Ne pas multiplier les couches de matériaux
Clémence ne regrette que l’accumulation de couches de matériaux industriels qui composent finalement sa maison. « Agepan(2) pour le contreventement, OSB comme frein-vapeur, adhésifs d’étanchéité partout... Et même un pare-pluie derrière le roseau car, réglementairement en France, l’Agepan ne peut pas être assuré pour les deux fonctions pare-pluie et contreventement à la fois. Mais aussi parce que le film pare-pluie ajouté protégeait l’ossature entre sa fabrication en atelier et la pose du bardage plusieurs mois après. Si on veut faire plus sobre en énergie grise, ce n’est pas ce qu’il y a de plus optimisé », résume-t-elle.
Pour favoriser la migration de la vapeur d’eau à travers la paroi, ses matériaux doivent, de l’intérieur vers l’extérieur, être de plus en plus ouverts à sa diffusion. « L’OSB est presque trop fermé, reconnaît l’architecte, mais il fallait un matériau assez solide pour supporter la pression de l’isolant et il était moins cher que la fibre de bois haute densité. » Le vide technique pour passer les réseaux côté intérieur n’a pas été isolé car la maison l’est suffisamment. Déconseillé, car cela crée un couloir de propagation du feu.
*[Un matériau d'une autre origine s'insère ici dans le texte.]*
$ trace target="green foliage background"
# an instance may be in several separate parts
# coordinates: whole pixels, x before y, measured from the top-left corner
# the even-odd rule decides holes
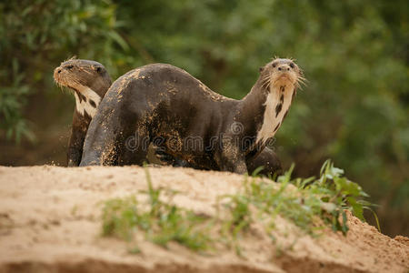
[[[74,99],[52,75],[73,56],[113,79],[170,63],[234,98],[289,56],[309,84],[276,135],[284,167],[309,176],[333,158],[381,205],[384,231],[408,235],[408,15],[405,0],[2,2],[0,164],[65,163]]]

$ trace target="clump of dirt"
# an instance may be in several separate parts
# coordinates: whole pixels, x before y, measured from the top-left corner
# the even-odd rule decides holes
[[[177,206],[213,215],[217,196],[243,177],[189,168],[149,167],[154,187],[180,192]],[[350,230],[305,235],[277,217],[274,242],[260,227],[234,250],[196,254],[171,243],[101,235],[101,202],[146,189],[140,167],[0,167],[0,272],[408,272],[409,238],[391,238],[348,214]]]

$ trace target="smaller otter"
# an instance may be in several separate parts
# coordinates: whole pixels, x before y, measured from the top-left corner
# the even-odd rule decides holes
[[[58,86],[71,88],[75,96],[67,165],[78,166],[89,123],[112,84],[111,77],[100,63],[72,58],[54,70],[54,79]]]

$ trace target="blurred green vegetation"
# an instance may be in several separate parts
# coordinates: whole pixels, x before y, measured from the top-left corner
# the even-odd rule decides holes
[[[383,230],[408,235],[408,15],[405,0],[2,2],[0,164],[60,163],[44,149],[61,146],[49,136],[67,134],[74,101],[52,74],[73,56],[114,79],[170,63],[234,98],[294,57],[309,84],[276,135],[284,166],[306,177],[333,158],[381,205]]]

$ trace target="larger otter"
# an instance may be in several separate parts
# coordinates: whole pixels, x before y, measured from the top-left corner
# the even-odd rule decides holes
[[[100,100],[111,86],[111,77],[100,63],[75,58],[61,63],[55,69],[54,77],[57,85],[71,88],[75,96],[67,164],[69,167],[78,166],[89,123],[96,113]],[[161,147],[155,147],[154,152],[163,164],[198,167],[173,157]],[[265,176],[273,176],[274,173],[281,172],[280,160],[274,151],[268,147],[263,150],[258,157],[247,162],[250,173],[260,166],[264,166],[260,174]]]
[[[251,92],[234,100],[170,65],[132,70],[101,102],[80,166],[140,165],[148,144],[159,139],[167,153],[194,166],[245,173],[246,160],[281,126],[301,79],[293,61],[274,59],[261,69]]]

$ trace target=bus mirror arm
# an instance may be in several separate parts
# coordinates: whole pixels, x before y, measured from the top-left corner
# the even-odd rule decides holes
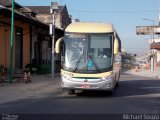
[[[59,38],[59,39],[56,41],[56,44],[55,44],[55,53],[57,53],[57,54],[60,53],[60,45],[61,45],[62,40],[63,40],[63,37],[62,37],[62,38]]]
Là où aucun réseau ne devait passer, le parement est donc directement plaqué sur l’OSB.
Un impact limité
Malgré cette succession de matériaux, l’impact du chantier a été limité. « On n’a utilisé que 18 m3 de béton pour 30 m3de bois et 80 m3 de roseau. » Et quitte à utiliser du béton pour la dalle, « on l’a laissé apparent, ça évite d’ajouter encore des matériaux ». Les chutes de roseau ont été intégrées aux adobes (briques de terre crue) qui captent les calories rayonnées par le poêle et les vitrages sud. La terre des adobes comme celle des enduits vient directement du terrassement. Les ultimes restes de roseau servent de paillage au potager, qui côtoie la phytoépuration. Celle-ci traite les eaux sales du logement grâce à deux bassins plantés... de Phragmites. Le même roseau que celui utilisé pour isoler et vêtir la maison.
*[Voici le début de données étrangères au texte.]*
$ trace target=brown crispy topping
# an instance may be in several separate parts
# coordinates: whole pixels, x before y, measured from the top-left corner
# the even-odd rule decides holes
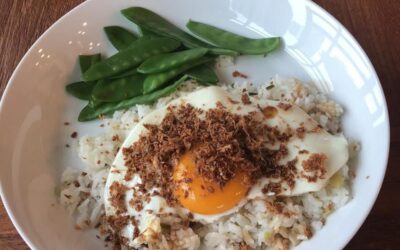
[[[298,127],[296,129],[296,134],[300,139],[304,139],[304,136],[306,134],[306,129],[304,128],[304,126]]]
[[[71,134],[71,138],[76,138],[76,137],[78,137],[78,132],[72,132],[72,134]]]
[[[303,161],[301,165],[305,173],[302,173],[302,177],[306,178],[309,182],[316,182],[318,179],[325,178],[326,166],[325,161],[327,157],[325,154],[312,154],[310,157]]]
[[[249,247],[245,242],[240,242],[239,250],[251,250],[251,247]]]
[[[250,97],[247,93],[242,93],[242,102],[243,104],[251,104]]]
[[[125,192],[128,188],[114,181],[110,186],[110,202],[111,205],[116,209],[116,214],[126,213],[128,210],[125,204]]]
[[[282,133],[277,127],[262,124],[255,119],[257,113],[241,116],[224,108],[204,112],[190,105],[169,107],[161,124],[145,124],[148,133],[122,149],[128,168],[125,180],[139,174],[144,183],[143,194],[157,187],[158,195],[174,204],[177,197],[174,185],[171,185],[173,168],[184,153],[191,152],[198,174],[221,187],[238,172],[248,173],[248,178],[243,181],[249,184],[266,176],[281,178],[293,187],[297,159],[278,164],[288,155],[284,143],[293,132]],[[281,146],[271,150],[265,146],[266,142],[279,142]],[[203,188],[208,190],[208,187]],[[131,202],[141,209],[136,201]]]
[[[262,109],[264,117],[267,119],[274,118],[278,114],[278,110],[275,107],[268,106]]]
[[[228,101],[232,104],[239,104],[240,102],[233,100],[232,98],[228,97]]]
[[[278,103],[278,107],[283,109],[283,110],[285,110],[285,111],[287,111],[292,107],[292,104],[285,103],[285,102],[280,102],[280,103]]]
[[[237,70],[232,72],[232,76],[233,77],[241,77],[241,78],[247,79],[247,75],[245,75],[245,74],[243,74],[243,73],[241,73],[241,72],[239,72]]]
1. Fusionné au sein de l’Institut de recherche Dupuy-de-Lôme (https://irdl.fr) 2. Panneau structurel en fibre de bois haute densité.
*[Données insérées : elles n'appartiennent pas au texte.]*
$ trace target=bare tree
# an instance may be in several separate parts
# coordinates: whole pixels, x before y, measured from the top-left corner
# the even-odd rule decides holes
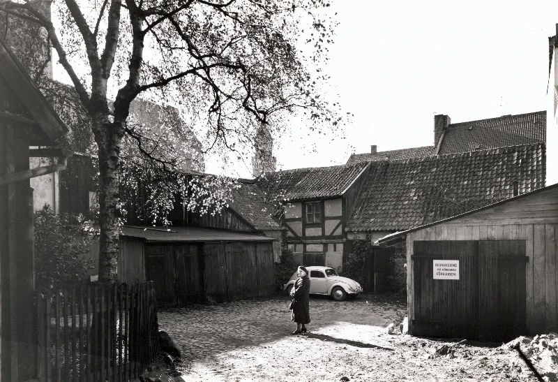
[[[337,124],[315,95],[320,78],[306,69],[332,41],[326,0],[55,0],[58,29],[36,3],[0,0],[0,10],[46,31],[92,121],[102,281],[116,279],[123,140],[163,168],[176,164],[160,154],[157,139],[129,123],[140,94],[178,105],[189,124],[207,126],[209,148],[237,149],[255,125],[295,108]],[[308,61],[296,47],[301,41]]]

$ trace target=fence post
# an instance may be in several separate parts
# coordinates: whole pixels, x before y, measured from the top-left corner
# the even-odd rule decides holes
[[[45,298],[45,380],[48,381],[50,370],[50,296]]]
[[[70,342],[68,339],[69,333],[68,332],[68,290],[65,289],[63,295],[62,296],[62,315],[64,318],[64,328],[63,329],[64,337],[64,381],[70,380],[70,365],[68,365],[68,360],[70,359]]]
[[[40,293],[37,293],[35,297],[37,304],[37,348],[36,350],[35,372],[37,378],[40,381],[45,381],[43,377],[45,372],[43,362],[45,359],[44,352],[46,349],[46,346],[44,344],[45,323],[46,318],[45,318],[45,314],[43,314],[43,298],[40,296]]]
Pas-à-pas Vêture en roseau
Les bottes de roseau de 1,50 m sont posées en rangées successives du bas vers le haut. Elles sont d’abord maintenues par des piquets sardine plantés dans le rang précédent (1). Une fois la nouvelle rangée alignée, le chaumier visse au mur entre chaque botte des fils inox (2) qui traversent le roseau jusqu’à l’extérieur. Il plaque une barre en acier par-dessus le roseau, puis tortille les fils autour pour serrer les bottes (3). Il retire les sardines, coupe la ficelle qui entoure chaque botte, puis « coiffe » le roseau pour obtenir une surface plane (4). « Pour plus de sécurité, le nombre de fils de fixation est doublé par rapport à la couverture d’un toit en chaume, car la force de gravité est plus importante en pose verticale, explique le chaumier Philippe Luce. Compte tenu du temps de main d’œuvre, le prix moyen oscille autour de 120 €/m2. »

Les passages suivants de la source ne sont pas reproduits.